Philosophers from the ancient Greece and Rome had great influence on transforming knowledge all over the world. Socrates and Plato are some of the philosophers who contributed immensely towards the development of mankind through their philosophies. This assignment seek to test the students understanding of the Roman and Greece academies and how they were different from the current institutions of higher learning

Explain the reason(s) why and how Plato’s academy influenced higher education in the ancient world of Greece and Rome

The Plato academy was established by a renowned philosopher Plato. During the time of its establishment, the term higher education was still not known hence they chose to use the term “academy”. The academy influenced higher education in the ancient Greece in that it was the first institution to offer education beyond the formal level (Chroust 25). The institution faced interruptions but it influenced many students of Plato who later opted to start institutions following the same philosophies of Plato academy. The academy was established to develop specific skills among the students to enable them to develop civic virtue.

The preceding education levels were carried out either in private places or at homes. People mainly learned through experiences of being community members. Plato had realized that there was the need for deliberate training to have the students develops specific and essential skills (Chroust 28). Plato believed that for one to completely understand the reality and how things work around them, they must be taken through a rigorous process.

The students would, therefore, move from the elementary education to training for some years, then moving to another field until they were competent enough to become philosopher kings (Chroust 32). Plato believed such people were the ones qualified to rule over other people. The need for rigorous training after the elementary education contributed much to the development of higher education in both Greece and Rome.

Compare the Greek and Roman academy with the contemporary concept of the modern university

One of the differences between the roman and Greek academies and the modern universities is that there was no enrollment and awarding of a degree in the Roman and Greek academies. The education in the contemporary university is aimed at fulfilling the individual needs of the student. The education system aims at fulfilling the capacities and interest of the students (Elias n.p). The education seems to focus on the individual differences among the students. The differences among the students are paramount, yet even the twins are never the same? This kind of education has led to graduates who seek to fulfill their own interest instead of that of the general society.

By ignoring and denying the human soul, the modern education is left only with the brain and body to educate. The body is exposed to competitive sports which have been added without properly planning. The brain is treated as a computer and instead of storing wisdom and goodness; it stores data for later retrieval (Elias n.p). Love does not have a room in the contemporary university. Love is considered a distraction and the teacher who loves his students would have his character scrutinized for abnormalities.

The academies in the ancient Greece and Rome were built on the belief that human soul is eternal. The educators believed that man should not strive to fulfill the needs of the body but those of the soul. Educators such as Socrates believed in the life after death and in preparing the soul for life after death. The students were taught to maintain goodness in whatever they do. They believed that the body houses the soul but the true teaching should be directed to the soul which leaves the body when a person dies.
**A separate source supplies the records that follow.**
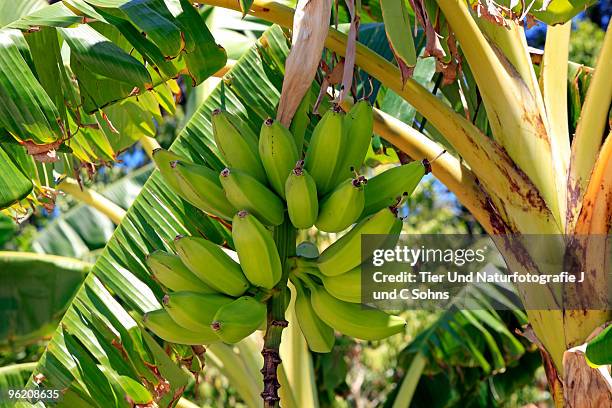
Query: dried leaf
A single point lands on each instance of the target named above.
(399, 35)
(310, 27)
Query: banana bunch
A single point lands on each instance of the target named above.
(278, 177)
(325, 304)
(209, 297)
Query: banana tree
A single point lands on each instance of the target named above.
(516, 168)
(521, 171)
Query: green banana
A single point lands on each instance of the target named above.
(201, 187)
(238, 319)
(237, 143)
(212, 265)
(192, 310)
(343, 206)
(353, 319)
(278, 153)
(324, 155)
(346, 287)
(387, 188)
(246, 193)
(319, 336)
(256, 250)
(160, 323)
(163, 160)
(301, 195)
(300, 121)
(345, 254)
(358, 125)
(170, 271)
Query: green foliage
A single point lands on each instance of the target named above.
(35, 291)
(585, 43)
(96, 319)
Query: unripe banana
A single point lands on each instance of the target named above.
(212, 265)
(300, 121)
(163, 160)
(346, 287)
(237, 143)
(387, 188)
(160, 323)
(201, 187)
(343, 206)
(192, 310)
(358, 125)
(238, 319)
(256, 250)
(345, 254)
(324, 154)
(319, 336)
(278, 153)
(353, 319)
(301, 195)
(170, 271)
(246, 193)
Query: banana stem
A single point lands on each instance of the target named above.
(284, 236)
(92, 198)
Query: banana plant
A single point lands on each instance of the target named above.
(75, 95)
(559, 184)
(514, 166)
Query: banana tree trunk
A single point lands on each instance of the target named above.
(521, 174)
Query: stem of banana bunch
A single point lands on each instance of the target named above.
(284, 236)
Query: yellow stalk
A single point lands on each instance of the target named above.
(297, 360)
(487, 160)
(515, 113)
(554, 89)
(185, 403)
(92, 198)
(596, 212)
(590, 131)
(223, 357)
(512, 42)
(454, 175)
(149, 144)
(592, 226)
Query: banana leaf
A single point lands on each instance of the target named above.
(468, 356)
(102, 326)
(84, 229)
(35, 290)
(79, 82)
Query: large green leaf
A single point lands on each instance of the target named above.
(35, 290)
(79, 81)
(14, 185)
(108, 308)
(13, 377)
(84, 229)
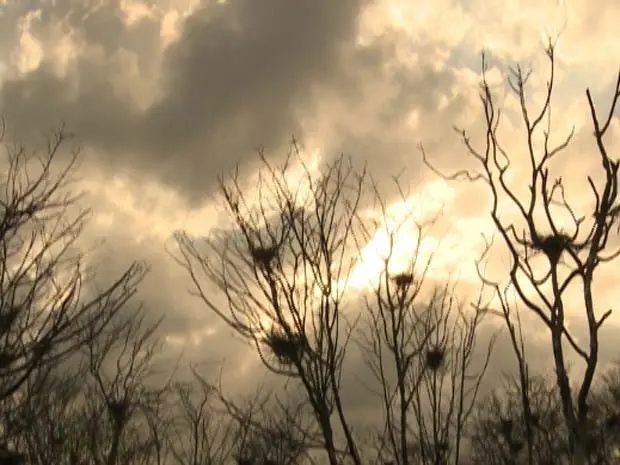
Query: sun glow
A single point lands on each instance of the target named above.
(398, 236)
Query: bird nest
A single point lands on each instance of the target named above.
(435, 358)
(264, 256)
(288, 349)
(552, 245)
(402, 280)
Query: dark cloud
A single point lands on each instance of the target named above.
(241, 74)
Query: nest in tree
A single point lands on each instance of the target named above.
(264, 256)
(441, 447)
(118, 410)
(287, 349)
(435, 357)
(553, 246)
(402, 279)
(7, 318)
(506, 426)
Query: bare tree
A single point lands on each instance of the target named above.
(419, 345)
(126, 386)
(45, 301)
(572, 253)
(199, 434)
(281, 273)
(497, 432)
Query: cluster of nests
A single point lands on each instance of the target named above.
(290, 348)
(506, 429)
(552, 245)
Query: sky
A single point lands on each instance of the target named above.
(163, 95)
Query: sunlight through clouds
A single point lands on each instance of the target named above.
(399, 227)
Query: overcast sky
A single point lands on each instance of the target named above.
(165, 94)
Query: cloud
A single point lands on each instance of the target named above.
(165, 95)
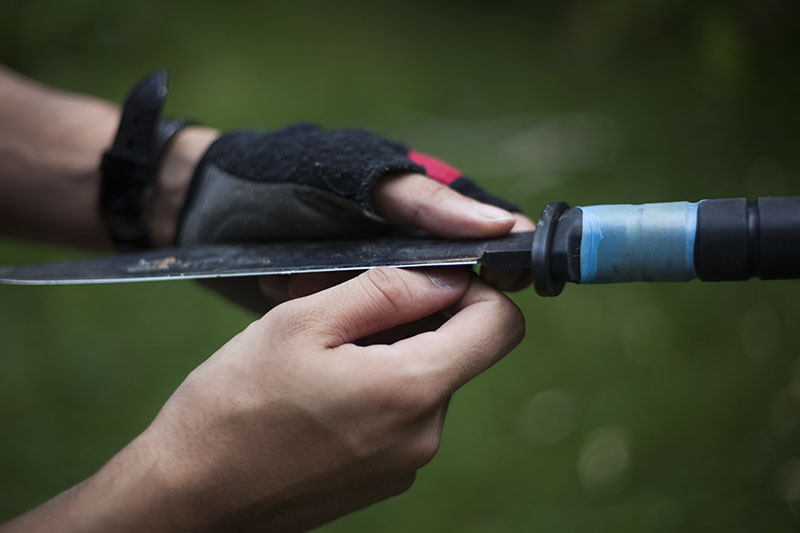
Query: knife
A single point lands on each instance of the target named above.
(710, 240)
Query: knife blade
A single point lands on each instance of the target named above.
(298, 257)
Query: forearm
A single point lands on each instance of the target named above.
(128, 494)
(51, 143)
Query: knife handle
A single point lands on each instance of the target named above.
(710, 240)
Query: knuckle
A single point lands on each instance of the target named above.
(427, 195)
(388, 287)
(516, 323)
(289, 319)
(424, 449)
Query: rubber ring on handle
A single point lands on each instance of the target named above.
(543, 281)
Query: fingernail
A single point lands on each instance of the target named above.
(444, 277)
(490, 212)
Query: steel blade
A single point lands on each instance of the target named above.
(231, 260)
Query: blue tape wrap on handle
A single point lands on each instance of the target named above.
(648, 242)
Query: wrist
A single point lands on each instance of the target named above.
(176, 171)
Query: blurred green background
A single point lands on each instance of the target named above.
(628, 408)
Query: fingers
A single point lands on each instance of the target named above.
(511, 280)
(281, 289)
(377, 300)
(416, 200)
(486, 326)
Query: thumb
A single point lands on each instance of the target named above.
(377, 300)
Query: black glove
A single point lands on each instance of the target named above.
(300, 182)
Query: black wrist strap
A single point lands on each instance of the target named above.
(130, 167)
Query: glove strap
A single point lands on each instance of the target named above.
(130, 167)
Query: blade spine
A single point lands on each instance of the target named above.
(165, 277)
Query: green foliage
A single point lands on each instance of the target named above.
(627, 408)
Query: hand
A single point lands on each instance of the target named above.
(292, 424)
(401, 198)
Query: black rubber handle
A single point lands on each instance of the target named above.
(738, 240)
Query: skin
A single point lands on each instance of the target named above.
(326, 404)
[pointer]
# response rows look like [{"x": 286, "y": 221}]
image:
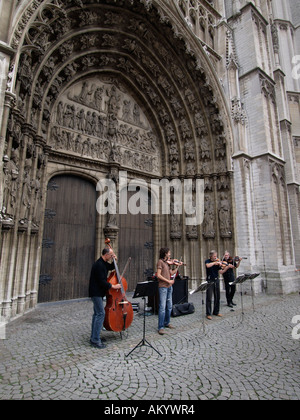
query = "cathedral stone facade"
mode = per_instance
[{"x": 154, "y": 89}]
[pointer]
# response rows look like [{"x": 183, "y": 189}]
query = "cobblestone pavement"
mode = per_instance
[{"x": 47, "y": 355}]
The educators knew that the fate of the mortal man depends on the goodness of the soul; this made them focus all their efforts on promoting goodness among their students. The students were taught to maintain goodness in their thoughts and actions (Elias n.p). They were to maintain harmony and order between them and other members of the society and lead their fellow men wisely.
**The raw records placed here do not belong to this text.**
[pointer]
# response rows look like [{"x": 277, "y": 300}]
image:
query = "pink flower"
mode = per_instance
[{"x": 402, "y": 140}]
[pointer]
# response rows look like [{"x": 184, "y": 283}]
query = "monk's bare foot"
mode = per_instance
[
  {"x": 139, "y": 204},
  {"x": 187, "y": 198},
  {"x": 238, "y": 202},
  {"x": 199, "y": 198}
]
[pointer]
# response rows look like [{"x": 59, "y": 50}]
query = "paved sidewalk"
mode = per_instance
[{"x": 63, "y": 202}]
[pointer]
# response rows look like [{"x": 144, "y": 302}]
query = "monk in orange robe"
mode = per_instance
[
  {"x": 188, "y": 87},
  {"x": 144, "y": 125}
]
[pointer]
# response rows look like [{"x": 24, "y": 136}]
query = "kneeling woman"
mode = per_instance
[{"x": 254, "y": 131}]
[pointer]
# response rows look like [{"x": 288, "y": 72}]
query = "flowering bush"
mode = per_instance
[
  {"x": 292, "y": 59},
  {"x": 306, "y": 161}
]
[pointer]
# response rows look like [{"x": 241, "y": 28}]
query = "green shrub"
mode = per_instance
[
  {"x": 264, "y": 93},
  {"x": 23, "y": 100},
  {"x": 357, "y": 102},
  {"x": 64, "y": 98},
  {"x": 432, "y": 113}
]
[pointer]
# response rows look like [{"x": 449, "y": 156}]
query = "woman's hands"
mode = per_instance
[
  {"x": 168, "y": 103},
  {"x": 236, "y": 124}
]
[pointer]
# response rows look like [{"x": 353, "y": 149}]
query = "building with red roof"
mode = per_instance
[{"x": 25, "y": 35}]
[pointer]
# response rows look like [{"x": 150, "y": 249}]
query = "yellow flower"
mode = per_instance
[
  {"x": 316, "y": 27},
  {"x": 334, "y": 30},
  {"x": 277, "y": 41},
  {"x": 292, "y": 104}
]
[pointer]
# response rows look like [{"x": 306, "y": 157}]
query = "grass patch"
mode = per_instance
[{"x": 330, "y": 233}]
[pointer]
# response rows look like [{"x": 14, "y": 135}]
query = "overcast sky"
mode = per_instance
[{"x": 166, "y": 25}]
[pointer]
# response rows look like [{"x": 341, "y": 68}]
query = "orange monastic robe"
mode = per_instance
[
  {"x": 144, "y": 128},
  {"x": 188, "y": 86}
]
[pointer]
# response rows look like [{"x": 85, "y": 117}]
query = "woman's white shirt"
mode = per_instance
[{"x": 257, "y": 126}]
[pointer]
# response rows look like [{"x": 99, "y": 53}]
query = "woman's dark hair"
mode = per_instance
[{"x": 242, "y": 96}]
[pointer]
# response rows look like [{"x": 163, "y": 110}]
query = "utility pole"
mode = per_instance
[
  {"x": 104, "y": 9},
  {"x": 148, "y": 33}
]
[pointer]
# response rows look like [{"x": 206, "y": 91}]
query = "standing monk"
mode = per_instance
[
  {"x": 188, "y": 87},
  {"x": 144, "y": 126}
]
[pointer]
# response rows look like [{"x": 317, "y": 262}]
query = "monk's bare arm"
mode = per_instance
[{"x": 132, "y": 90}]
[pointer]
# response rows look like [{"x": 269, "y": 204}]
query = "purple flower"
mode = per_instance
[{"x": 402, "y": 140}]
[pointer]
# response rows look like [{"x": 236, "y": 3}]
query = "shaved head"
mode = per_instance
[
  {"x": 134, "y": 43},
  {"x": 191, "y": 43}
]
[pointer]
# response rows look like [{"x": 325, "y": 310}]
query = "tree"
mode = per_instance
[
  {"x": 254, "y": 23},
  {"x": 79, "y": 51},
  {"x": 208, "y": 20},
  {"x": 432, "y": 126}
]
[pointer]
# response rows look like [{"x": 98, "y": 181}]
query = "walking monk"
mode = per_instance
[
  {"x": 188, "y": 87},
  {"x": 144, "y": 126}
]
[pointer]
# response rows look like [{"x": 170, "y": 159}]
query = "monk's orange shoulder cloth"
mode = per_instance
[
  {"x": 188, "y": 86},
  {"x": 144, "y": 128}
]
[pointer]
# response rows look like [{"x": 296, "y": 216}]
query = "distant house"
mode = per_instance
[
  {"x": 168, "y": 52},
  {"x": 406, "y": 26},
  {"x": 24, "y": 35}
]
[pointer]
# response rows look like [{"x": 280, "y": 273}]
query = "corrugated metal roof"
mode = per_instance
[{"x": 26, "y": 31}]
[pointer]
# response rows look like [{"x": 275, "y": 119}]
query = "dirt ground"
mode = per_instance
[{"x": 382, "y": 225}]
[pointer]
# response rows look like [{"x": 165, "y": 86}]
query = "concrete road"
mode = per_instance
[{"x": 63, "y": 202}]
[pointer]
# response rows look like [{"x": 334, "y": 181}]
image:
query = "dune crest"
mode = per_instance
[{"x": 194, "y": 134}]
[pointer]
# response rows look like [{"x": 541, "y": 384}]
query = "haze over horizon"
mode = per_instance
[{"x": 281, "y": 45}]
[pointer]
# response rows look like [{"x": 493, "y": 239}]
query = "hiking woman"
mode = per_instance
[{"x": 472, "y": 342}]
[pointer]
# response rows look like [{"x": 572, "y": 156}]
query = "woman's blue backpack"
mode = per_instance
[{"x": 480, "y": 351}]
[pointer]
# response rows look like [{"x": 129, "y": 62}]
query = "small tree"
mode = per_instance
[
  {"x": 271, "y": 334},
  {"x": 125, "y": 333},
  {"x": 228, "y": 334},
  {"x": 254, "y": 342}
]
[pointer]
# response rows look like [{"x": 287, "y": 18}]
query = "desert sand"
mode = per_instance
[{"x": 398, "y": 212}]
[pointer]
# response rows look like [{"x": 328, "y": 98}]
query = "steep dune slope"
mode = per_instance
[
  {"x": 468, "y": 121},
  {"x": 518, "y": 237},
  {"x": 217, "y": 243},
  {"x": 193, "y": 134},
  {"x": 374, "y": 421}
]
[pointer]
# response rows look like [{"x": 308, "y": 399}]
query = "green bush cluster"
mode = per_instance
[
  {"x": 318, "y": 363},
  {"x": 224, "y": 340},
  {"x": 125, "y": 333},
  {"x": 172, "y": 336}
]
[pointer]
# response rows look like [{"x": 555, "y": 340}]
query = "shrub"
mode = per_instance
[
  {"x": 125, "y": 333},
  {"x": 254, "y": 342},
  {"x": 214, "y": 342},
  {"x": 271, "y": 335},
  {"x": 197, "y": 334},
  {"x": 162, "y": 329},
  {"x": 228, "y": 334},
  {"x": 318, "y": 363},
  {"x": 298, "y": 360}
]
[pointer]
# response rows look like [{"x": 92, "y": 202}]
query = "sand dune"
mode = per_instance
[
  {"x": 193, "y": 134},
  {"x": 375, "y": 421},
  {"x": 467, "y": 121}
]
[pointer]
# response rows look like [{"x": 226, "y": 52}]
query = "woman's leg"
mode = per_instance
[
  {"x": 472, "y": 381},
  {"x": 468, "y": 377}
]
The students were trained to believe that the pursuit of goodness and wisdom was one single path. According to Socrates, Plato’s teacher, education was to be done through love (Elias n.p). He said that because he loves a person, his company should make that person a better man. The academies focused on the nurturing both reasoning and emotions because they are both important aspects of the human nature.

Why did the Ancient Greeks and Romans put more emphasis on rhetoric other than academic studies?
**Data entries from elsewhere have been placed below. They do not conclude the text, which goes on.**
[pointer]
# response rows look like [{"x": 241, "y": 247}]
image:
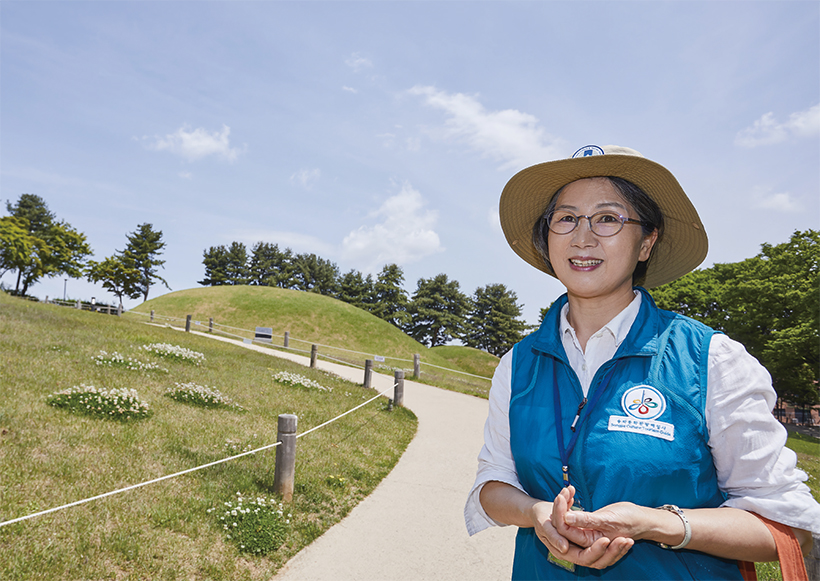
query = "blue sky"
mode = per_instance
[{"x": 379, "y": 132}]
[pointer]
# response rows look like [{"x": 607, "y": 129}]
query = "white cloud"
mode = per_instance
[
  {"x": 494, "y": 220},
  {"x": 196, "y": 144},
  {"x": 405, "y": 233},
  {"x": 782, "y": 202},
  {"x": 358, "y": 62},
  {"x": 509, "y": 136},
  {"x": 767, "y": 130},
  {"x": 306, "y": 177},
  {"x": 295, "y": 241}
]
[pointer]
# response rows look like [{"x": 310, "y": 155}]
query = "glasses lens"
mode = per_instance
[
  {"x": 606, "y": 223},
  {"x": 562, "y": 222}
]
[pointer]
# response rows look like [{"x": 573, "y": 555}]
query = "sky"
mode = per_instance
[{"x": 372, "y": 133}]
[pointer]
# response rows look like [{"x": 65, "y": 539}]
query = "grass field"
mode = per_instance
[
  {"x": 49, "y": 457},
  {"x": 344, "y": 333}
]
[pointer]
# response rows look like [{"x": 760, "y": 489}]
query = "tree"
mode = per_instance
[
  {"x": 56, "y": 247},
  {"x": 117, "y": 275},
  {"x": 493, "y": 323},
  {"x": 215, "y": 260},
  {"x": 316, "y": 274},
  {"x": 356, "y": 290},
  {"x": 769, "y": 303},
  {"x": 270, "y": 266},
  {"x": 141, "y": 253},
  {"x": 236, "y": 269},
  {"x": 16, "y": 244},
  {"x": 390, "y": 300},
  {"x": 437, "y": 311}
]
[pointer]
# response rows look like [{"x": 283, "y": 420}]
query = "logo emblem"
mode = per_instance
[
  {"x": 587, "y": 151},
  {"x": 643, "y": 402}
]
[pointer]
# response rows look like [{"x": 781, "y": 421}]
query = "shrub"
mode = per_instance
[
  {"x": 294, "y": 379},
  {"x": 258, "y": 526},
  {"x": 118, "y": 360},
  {"x": 116, "y": 404},
  {"x": 175, "y": 353},
  {"x": 201, "y": 396}
]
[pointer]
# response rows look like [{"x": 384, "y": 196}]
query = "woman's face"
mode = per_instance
[{"x": 591, "y": 266}]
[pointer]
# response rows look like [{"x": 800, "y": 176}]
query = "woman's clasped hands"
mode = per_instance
[{"x": 590, "y": 539}]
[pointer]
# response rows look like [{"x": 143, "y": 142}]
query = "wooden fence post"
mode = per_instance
[
  {"x": 812, "y": 560},
  {"x": 285, "y": 469},
  {"x": 398, "y": 389},
  {"x": 368, "y": 373}
]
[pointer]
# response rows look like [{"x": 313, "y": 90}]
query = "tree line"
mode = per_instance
[
  {"x": 34, "y": 244},
  {"x": 770, "y": 303},
  {"x": 436, "y": 313}
]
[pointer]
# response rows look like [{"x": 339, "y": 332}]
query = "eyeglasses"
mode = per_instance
[{"x": 601, "y": 223}]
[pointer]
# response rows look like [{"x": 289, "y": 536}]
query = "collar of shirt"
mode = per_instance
[{"x": 603, "y": 344}]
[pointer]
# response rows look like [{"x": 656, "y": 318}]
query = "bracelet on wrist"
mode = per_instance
[{"x": 687, "y": 529}]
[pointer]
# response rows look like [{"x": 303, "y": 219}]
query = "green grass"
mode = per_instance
[
  {"x": 49, "y": 456},
  {"x": 312, "y": 318},
  {"x": 808, "y": 460}
]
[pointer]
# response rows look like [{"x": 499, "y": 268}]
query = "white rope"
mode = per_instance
[
  {"x": 347, "y": 412},
  {"x": 155, "y": 480},
  {"x": 342, "y": 349},
  {"x": 161, "y": 478},
  {"x": 457, "y": 371}
]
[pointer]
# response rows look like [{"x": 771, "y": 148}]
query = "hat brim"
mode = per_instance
[{"x": 682, "y": 248}]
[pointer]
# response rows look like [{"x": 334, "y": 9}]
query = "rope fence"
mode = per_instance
[
  {"x": 253, "y": 337},
  {"x": 284, "y": 463}
]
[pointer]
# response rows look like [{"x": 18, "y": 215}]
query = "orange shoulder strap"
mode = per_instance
[{"x": 788, "y": 551}]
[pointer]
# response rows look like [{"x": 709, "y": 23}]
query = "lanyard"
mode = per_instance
[{"x": 565, "y": 451}]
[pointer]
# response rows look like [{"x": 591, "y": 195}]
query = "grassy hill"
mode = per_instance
[
  {"x": 336, "y": 326},
  {"x": 50, "y": 457}
]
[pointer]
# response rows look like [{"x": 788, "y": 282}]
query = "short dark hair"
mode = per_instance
[{"x": 647, "y": 209}]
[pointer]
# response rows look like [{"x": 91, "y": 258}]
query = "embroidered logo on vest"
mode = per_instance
[{"x": 643, "y": 404}]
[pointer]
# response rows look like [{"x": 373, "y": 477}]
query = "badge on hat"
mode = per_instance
[{"x": 587, "y": 151}]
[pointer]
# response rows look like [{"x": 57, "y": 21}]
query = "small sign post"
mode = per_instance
[{"x": 264, "y": 334}]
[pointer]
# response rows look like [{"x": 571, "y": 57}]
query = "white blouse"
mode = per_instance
[{"x": 754, "y": 468}]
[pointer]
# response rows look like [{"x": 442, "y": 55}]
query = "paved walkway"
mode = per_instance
[{"x": 411, "y": 527}]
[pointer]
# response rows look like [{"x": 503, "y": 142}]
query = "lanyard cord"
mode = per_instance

The aim of education in the ancient Greece and Rome was to produce students who would lead others in the society. Leadership requires students to learn how to use symbolic actions to inspire others to work together on matters of the society. A rhetoric study was favored more by the philosophers because it led to the acquisition of knowledge through explorations and persuasive arguments (Zwagerman 676). The students learned and developed rhetoric power which they use to understand the world around them. The students learned how to engage the society in constructive arguments which would be very useful in their later role as leaders in the society.

Rhetoric studies, unlike the academic studies, based on the need to promote the well-being of the whole society. The students were to have skills that would help them solve issues of common concern. Academic studies, on the other hand, focus on developing the brain to acquire, store and retrieve the information later in life (Zwagerman 698). The academic studies focused on reasoning and studying as opposed to the rhetoric studies which focused on technical and practical skills. This was not the best way in which the philosophers wanted their students to become.

Conclusion

The philosophy of the modern education is different from those of the ancient Rome and Greece. The education system has undergone numerous transformations which have been prompted by the rapid global changes. Schools have more things to teach their students to enable them to compete in the world with its ever increasing challenges. The development of the soul has been left to the religious groups while schools focus on academic development.

 

 

 

 

 

Works Cited

Chroust, Anton-Hermann. “Plato’s academy: The first organized school of political science in antiquity.” The Review of Politics 29.01 (1967): 25-40.

Elias, John L. Philosophy of Education: Classical and Contemporary. Krieger Publishing Company, PO Box 9542, Melbourne, FL 32902, 1995.

Zwagerman, Sean. “The scarlet P: Plagiarism, panopticism, and the rhetoric of academic integrity.” College Composition and Communication (2008): 676-710.